Kurangi Dampak Negatif Rokok, Dewan Dukung Produk Tembakau Alternatif di Bali
Jakarta- Penggunaan produk tembakau alternatuf dari pengembangan inovasi teknologi industri hasil tembakau diyakini akan mampu mengurangi dampak negatif dari rokok terhadap sekitarnya.
Hal tersebut disampaikan aggota Komisi VI Dewan Perwakilan Rakyat, Nyoman Dhamantra terkait kehadiran produk tembakau alternatif di Bali.
Untuk itu, Dhamantra meminta Pemerintah Provinsi Bali segera membuat regulasi yang mengatur produk tembakau alternatif demi melindungi produk-produk lokal.
Dhamantra meyakini produk yang dihasilkan dari pengembangan teknologi tersebut dapat menjadi solusi perokok di Pulau Dewata dan juga lingkungan sekitarnya. “Produk tembakau alternatif adalah solusi karena tidak ada kandungan TAR-nya,” kata Dhamantra ketika dihubungi wartawan beberapa waktu lalu.

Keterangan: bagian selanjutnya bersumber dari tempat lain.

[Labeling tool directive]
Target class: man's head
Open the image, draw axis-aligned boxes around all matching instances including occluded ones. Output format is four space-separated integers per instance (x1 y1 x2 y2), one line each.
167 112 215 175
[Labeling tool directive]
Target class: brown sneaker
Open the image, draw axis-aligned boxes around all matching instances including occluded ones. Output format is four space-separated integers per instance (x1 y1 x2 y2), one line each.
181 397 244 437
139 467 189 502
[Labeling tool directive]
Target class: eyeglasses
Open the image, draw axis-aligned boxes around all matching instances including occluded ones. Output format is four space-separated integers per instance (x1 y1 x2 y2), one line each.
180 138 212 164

Politikus PDI Perjuangan itu lantas melansir kajian ilmiah dari Institut Federal Jerman untuk Penilaian Risiko (German Federal Institute for Risk Assessment) pada tahun 2018 menyatakan produk tembakau alternatif menghasilkan uap bukan asap karena tidak melalui proses pembakaran.
Dengan demikian, produk tersebut tidak menghasilkan TAR dan berbagai zat kimia berbahaya bagi tubuh manusia. Penelitian ini menyatakan, produk tembakau alternatif memiliki tingkat toksisitas (tingkat merusak suatu sel) yang lebih rendah hingga 80-99 persen dibandingkan rokok konvensional.
Kajian ilmiah lainnya dari Public Health England (PHE), divisi dalam Departemen Kesehatan dan Pelayanan Sosial di Inggris. PHE menyatakan bahwa produk tembakau alternatif yang dipanaskan bukan dibakar menurunkan risiko kesehatan hingga 95 persen daripada rokok konvensional.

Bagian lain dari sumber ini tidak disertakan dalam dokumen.